Methods: We analyzed our prospectively collected database of patients referred for thyroid surgery at 2 tertiary care referral centers in Greece and the United States. We collected data for preoperative TSH, postoperative pathology, and thyroid peroxidase (TPO) antibodies titers. Subjects were subdivided into 2 groups, those with AITD (i.e., lymphocytic thyroiditis) and non-AITD. We excluded subjects with Graves disease, abnormal TSH (< 0.40 or > 4.50 mIU/mL), or recent use of levothyroxine. We compared the serum TSH among different groups using the Mann-Whitney test.

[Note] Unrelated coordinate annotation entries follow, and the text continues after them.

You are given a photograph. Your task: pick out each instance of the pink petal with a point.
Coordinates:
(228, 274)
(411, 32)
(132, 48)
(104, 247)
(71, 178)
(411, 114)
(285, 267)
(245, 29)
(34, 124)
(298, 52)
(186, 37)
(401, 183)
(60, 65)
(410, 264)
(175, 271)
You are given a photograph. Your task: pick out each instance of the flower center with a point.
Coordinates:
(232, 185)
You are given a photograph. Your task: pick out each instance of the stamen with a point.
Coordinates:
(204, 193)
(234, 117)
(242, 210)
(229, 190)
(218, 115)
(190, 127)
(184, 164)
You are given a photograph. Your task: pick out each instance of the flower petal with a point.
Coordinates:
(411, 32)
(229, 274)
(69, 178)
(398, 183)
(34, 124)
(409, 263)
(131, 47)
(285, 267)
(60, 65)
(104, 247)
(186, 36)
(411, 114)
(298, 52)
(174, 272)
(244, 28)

Results: A total of 3973 subjects were screened; 1357 met exclusion criteria. After all exclusions, data from 1731 non-AITD subjects and 329 AITD subjects were included in the analysis. AITD subjects had higher TSH than non-AITD subjects (2.09 vs 1.48; P < 0.0001). TSH values were higher in DTC compared with benign histology only in non-AITD subjects (1.65 vs 1.40; P < 0.0001). Progressively higher TSH was associated with higher incidence of DTC only in non-AITD subjects (P < 0.0001). In AITD subjects, TSH was similar between groups with or without DTC (2.02 vs 2.14; P = 0.21).
Conclusions: TSH concentrations are not associated with the risk of developing DTC in the presence of thyroid autoimmunity, even though this seems to be the case for all other patients.
Keywords: Differentiated thyroid cancer; Hashimoto thyroiditis; TSH; papillary thyroid cancer; thyroid autoimmunity.